К счастью, подошва была цела, и Вокуев зашагал дальше. За ельником находилось болото, гиблое место, по которому только Вокуев и мог пройти, за полвека лесной жизни отыскав-таки заросшую мхами тропу. Может, осталась еще от тех зверей, которых теперь и на земле нет. Была она единственной на все болото, вытянутое многокилометровой гнилой пастью вдоль Синих Увалов.
Беспорядочно бился и вопил в трясине лет двадцати чернявый со слипшимися волосами и побелевшими от страха глазами парень.
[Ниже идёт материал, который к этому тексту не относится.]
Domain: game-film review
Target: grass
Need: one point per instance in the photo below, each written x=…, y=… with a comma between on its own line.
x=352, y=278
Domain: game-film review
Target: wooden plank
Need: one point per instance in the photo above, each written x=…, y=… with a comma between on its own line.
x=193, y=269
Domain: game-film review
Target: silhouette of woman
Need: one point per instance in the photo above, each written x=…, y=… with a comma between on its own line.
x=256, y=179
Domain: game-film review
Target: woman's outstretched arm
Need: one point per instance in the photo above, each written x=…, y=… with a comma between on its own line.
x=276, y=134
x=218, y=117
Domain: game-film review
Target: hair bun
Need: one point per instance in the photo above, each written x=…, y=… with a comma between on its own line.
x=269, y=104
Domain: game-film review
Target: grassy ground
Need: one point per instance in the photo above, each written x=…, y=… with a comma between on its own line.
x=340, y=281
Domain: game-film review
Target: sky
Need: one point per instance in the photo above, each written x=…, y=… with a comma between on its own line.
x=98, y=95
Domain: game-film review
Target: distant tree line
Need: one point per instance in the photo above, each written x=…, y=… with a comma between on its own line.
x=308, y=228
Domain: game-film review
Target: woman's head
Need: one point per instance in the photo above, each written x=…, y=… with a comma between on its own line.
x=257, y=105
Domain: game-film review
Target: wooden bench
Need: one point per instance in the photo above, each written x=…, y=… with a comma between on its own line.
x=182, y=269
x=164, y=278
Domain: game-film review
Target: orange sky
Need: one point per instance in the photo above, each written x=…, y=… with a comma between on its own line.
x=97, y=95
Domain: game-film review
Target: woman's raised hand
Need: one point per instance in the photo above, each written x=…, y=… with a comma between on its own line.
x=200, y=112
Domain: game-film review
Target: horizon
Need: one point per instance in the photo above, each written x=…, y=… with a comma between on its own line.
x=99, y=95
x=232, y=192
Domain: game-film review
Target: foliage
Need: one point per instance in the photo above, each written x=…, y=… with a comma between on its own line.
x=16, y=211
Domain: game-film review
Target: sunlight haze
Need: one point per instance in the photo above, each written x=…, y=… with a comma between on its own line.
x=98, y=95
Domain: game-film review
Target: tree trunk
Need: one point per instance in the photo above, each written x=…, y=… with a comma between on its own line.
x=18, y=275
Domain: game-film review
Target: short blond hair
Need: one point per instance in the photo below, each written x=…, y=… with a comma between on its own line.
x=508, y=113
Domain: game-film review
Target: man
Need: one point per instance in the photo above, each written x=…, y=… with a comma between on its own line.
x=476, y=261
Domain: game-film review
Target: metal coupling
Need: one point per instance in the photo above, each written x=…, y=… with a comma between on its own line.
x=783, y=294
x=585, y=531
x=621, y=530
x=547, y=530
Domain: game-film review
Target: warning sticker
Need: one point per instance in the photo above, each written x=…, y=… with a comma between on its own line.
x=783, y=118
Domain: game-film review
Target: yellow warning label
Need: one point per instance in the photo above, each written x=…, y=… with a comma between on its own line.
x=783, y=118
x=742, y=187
Увяз он по самые ребра, усугубляя и без того жалкое свое положение бесполезной суетой.
– Ты не трепыхайся,– посоветовал ему Вокуев.
Парень не сразу поверил своему слуху, а разглядев перед собой человека, так рванулся вперед, что еще глубже ушел в ржавую хлябь и уже прохрипел:
– Тону...
Бестолковый и очумелый страх парня раздражал Вокуева, поэтому он недовольным голосом проговорил:
– Вон, сбоку, ухватись!
Парень пугливо повел головой вправо, увидел округлую и пышную, как бабья грудь, кочку, и обнял ее.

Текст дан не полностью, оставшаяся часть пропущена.